Is this in the docs yet? I've been asked this question a dozen times.
Russ
On Tue, Jun 14, 2011 at 3:02 PM, Daniel Dai <ji...@yahoo-inc.com> wrote:
> data.txt can be:
> ({(1,2,3),(4,5,6)})
> ({(7,8,9),(10,11,12)}
>
> Also bag can be nested, eg:
> A = LOAD 'data.txt' AS (B: bag {t:tuple(BB: bag {tt:tuple(t1:int, t2:int,
> t3:int)})});
>
> data.txt:
> {({(1,2,3),(4,5,6)}),({(7,8,9),(10,11,12)})}
>
> Daniel
>
>
> On 06/14/2011 12:46 PM, Saumitra Shahapure wrote:
>
>> Hello,
>>
>> When we have LOAD clause with Bag as its member, what type of input file
>> structure is expected? Can default PigStorage() function handle that?
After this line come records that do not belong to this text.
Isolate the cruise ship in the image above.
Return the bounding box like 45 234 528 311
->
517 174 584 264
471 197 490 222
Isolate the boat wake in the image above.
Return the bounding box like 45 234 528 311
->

>> e.g. in A = LOAD 'data.txt' AS (B: bag {T: tuple(t1:int, t2:int,
>> t3:int)});
>> What structure of data.txt is expected? Is it possible to write StoreFunc
>> in
>> this case?
>>
>> Also if we have multidimensional data (like 2D n*n matrix, n varies with
>> input), can we expect Bag which contains each row as nested Bag?
>>
>
>
Re: LOAD clause with Bag
Posted by Daniel Dai <ji...@yahoo-inc.com>.
data.txt can be:
({(1,2,3),(4,5,6)})
({(7,8,9),(10,11,12)}
Also bag can be nested, eg:
A = LOAD 'data.txt' AS (B: bag {t:tuple(BB: bag {tt:tuple(t1:int,
t2:int, t3:int)})});
data.txt:
{({(1,2,3),(4,5,6)}),({(7,8,9),(10,11,12)})}
Daniel
On 06/14/2011 12:46 PM, Saumitra Shahapure wrote:
> Hello,
>
> When we have LOAD clause with Bag as its member, what type of input file
> structure is expected? Can default PigStorage() function handle that?
> e.g. in A = LOAD 'data.txt' AS (B: bag {T: tuple(t1:int, t2:int,
> t3:int)});
> What structure of data.txt is expected? Is it possible to write StoreFunc in
> this case?
>
> Also if we have multidimensional data (like 2D n*n matrix, n varies with
> input), can we expect Bag which contains each row as nested Bag?